Let $F$ have prime characteristic $p$ and let $E = F(Y,Z)$, where $Y, Z$ are indeterminates. Let $L=F(Y^{p} , Z^{p})$ $\subseteq E$.
a. Show that $\alpha^{p} \in L$ for all $\alpha \in E$.
b. Show that $E\ne L[\alpha]$ for any $\alpha \in E$.
I can see that $\mid E:L \mid$= $p^{2}$. But I don't know where to go from there. Any help will be appreciated. Thanks
a) Every $\alpha \in E$ is of the form $f(Y,Z)/g(Y,Z)$ for $f, g \in F[Y,Z]$. Then $\alpha^p = f^p/g^p$, and it suffices to show that $f^p \in L$ for all $f \in F[Y,Z]$. Writing $f = \sum_{i,j} a_{ij}Y^iZ^j$ and applying Frobenius gives $f^p = \sum_{i,j} a_{ij}^p (Y^p)^i(Z^p)^j \in F[Y^p,Z^p] \subseteq L$.

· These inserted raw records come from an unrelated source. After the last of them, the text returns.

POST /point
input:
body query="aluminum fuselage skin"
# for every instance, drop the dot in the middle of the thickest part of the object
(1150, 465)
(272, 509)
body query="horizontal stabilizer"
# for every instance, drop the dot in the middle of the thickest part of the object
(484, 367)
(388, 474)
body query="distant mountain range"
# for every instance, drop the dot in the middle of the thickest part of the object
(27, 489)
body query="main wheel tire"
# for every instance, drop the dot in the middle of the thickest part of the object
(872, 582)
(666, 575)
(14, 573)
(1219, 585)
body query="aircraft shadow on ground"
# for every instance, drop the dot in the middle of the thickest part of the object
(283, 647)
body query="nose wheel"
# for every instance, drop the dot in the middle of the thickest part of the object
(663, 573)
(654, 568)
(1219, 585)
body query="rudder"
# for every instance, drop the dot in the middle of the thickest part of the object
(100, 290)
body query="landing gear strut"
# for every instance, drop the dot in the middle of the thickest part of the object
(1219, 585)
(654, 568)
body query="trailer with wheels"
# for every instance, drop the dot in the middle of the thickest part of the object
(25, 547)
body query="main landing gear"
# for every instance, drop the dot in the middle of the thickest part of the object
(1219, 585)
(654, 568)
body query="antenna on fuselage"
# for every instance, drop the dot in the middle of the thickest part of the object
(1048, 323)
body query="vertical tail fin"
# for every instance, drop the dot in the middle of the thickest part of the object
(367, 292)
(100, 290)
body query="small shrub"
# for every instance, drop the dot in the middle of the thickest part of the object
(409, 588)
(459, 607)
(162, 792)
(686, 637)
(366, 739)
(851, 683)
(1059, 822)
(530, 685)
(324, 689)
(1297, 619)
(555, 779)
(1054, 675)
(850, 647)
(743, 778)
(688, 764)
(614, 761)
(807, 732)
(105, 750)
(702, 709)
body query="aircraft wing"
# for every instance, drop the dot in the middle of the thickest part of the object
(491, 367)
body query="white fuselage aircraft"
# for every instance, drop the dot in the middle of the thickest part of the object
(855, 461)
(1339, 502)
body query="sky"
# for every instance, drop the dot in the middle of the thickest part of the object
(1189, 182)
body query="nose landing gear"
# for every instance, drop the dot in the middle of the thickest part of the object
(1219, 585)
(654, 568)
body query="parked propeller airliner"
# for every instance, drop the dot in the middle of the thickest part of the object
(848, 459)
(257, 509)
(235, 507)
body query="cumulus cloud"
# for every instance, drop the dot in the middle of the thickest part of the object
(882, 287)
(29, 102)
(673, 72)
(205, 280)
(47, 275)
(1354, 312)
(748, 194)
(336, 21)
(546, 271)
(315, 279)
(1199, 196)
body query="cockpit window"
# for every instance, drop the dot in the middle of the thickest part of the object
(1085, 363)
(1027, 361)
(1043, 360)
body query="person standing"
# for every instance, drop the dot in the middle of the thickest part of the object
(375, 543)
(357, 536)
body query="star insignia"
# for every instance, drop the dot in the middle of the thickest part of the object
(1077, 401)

b) If $E = L(\alpha)$ for some $\alpha \in E$, then $[E : L] = [L(\alpha) : L]$ is the degree of the minimal polynomial of $\alpha$ over $L$. By (a), $\alpha^p \in L$, say $\alpha^p =: t \in L$. Then $\alpha$ is a root of $x^p - t$, so the minimal polynomial of $\alpha$ over $L$ has $\deg \le p$. But $[E : L] = [E : F(Y, Z^p)][F(Y, Z^p) : L] = p^2$.